Scenario: I wrote iptables
rules for a host where a DPI engine is watching Netfilter queues: firewall rules enqueue traffic incoming to this host into different Netfilter queues depending on whether traffic is coming from a certain ipset
of mine.
In the FORWARD
chain, all connections are enqueued in different NFQUEUES
: DPI engine is watching in userspace queues the packets sent by iptables, if a forbidden connection is observed it marks the packet with a special value; DPI engine reinsert forbidden packets in the stack; in the POSTROUTING
chain I check if connections are marked with that special value, if so I DROP
them.
It is all working fine, but...
Problem: the DPI engine is fine, but not perfect: sometimes,
- traffic that should be identified as forbidden is not identified as such and therefore it is not blocked;
- forbidden traffic is blocked but not immediately, and a forbidden connection in the meanwhile may open another connection (
RELATED
, according to the conntrack machine) that is not marked as forbidden, but I'd like to block the related connection as well.
The second case is the one where I want to take action: as an example for case 2, imagine that DPI engine wants to block YouTube but he's not managing to do it rapidly; it lets YouTube connection to open another connection which is labeled as SSL from DPI engine; DPI engine finally blocks YouTube, but the SSL connection is wild and free to go; I can't tell the DPI engine to block SSL connections, regardless of what connections did open them.
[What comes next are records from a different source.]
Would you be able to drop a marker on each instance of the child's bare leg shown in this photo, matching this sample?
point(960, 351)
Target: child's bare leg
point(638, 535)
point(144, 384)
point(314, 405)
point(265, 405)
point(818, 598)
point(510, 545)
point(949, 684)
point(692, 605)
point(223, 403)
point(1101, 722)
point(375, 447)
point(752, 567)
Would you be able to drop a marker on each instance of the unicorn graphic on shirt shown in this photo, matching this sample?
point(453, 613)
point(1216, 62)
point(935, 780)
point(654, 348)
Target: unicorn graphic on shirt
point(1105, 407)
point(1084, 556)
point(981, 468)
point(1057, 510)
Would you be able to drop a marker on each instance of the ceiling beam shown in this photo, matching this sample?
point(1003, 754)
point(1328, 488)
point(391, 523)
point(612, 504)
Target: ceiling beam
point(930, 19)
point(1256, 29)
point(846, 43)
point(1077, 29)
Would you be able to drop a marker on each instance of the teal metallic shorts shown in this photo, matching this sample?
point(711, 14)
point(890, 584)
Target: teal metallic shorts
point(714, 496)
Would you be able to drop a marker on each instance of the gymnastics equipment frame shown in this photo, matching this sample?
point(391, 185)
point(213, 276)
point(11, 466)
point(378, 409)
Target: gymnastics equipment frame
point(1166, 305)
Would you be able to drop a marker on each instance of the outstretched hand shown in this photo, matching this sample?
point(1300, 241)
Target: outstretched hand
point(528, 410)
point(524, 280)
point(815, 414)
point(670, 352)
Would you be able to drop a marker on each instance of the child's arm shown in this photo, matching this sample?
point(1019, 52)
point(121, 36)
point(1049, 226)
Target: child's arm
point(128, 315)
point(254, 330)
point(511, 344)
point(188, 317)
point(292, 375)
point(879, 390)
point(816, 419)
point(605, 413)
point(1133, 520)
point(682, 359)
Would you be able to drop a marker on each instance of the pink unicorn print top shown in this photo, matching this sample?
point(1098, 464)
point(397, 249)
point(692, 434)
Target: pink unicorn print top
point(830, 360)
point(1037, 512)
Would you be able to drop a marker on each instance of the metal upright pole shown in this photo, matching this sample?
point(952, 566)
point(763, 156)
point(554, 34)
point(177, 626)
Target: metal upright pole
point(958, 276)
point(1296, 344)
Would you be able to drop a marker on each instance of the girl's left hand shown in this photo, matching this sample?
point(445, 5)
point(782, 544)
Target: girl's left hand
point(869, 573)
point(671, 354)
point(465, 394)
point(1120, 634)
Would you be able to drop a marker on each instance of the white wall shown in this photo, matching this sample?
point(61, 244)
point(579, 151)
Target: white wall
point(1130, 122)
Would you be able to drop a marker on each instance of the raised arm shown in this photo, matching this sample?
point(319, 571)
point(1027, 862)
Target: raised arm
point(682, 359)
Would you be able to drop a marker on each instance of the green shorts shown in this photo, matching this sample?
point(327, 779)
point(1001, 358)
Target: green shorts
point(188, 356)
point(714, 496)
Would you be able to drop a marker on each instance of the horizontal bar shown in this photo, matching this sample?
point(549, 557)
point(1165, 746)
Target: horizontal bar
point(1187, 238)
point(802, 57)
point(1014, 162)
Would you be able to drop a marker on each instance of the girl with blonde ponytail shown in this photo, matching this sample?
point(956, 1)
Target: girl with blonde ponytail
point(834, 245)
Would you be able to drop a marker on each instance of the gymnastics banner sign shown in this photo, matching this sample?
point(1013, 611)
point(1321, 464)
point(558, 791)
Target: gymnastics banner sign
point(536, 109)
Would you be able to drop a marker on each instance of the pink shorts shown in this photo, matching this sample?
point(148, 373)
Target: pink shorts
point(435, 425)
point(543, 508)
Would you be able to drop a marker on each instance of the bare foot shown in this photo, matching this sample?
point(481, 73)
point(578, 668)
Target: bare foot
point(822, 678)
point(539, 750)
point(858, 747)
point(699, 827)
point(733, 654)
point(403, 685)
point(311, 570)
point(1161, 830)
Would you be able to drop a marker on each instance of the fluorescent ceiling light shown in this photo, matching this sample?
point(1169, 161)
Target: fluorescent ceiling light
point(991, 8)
Considerations: as explained in Scenario, packets coming in POSTROUTING
chain may be marked with 0 (which is the default value, so DPI engine took no action) or with that special value (DPI engine saw a forbidden connection and marked it): a simple
iptables -t mangle -A POSTROUTING -m mark --mark DROPVALUE -j DROP
is almost always enough, but in Problem section I wrote that connections RELATED to the forbidden ones but are not seen as such by DPI engine, because even if they were created by a forbidden connection, its protocol is not blacklisted and because of this they are not seen as forbidden.
This is right because I can't blacklist SSL
and HTTPS
.
I need to block connections RELATED
to forbidden ones: RELATED
and ESTABLISHED
(if I understood well) do not refer to particular connections but I need to refer to forbidden connections.
Question: is it possible to drop connections RELATED
to connections to drop (or already dropped) in iptables
?
Or some hack with conntrack
is necessary?
Thanks in advance for any suggestion.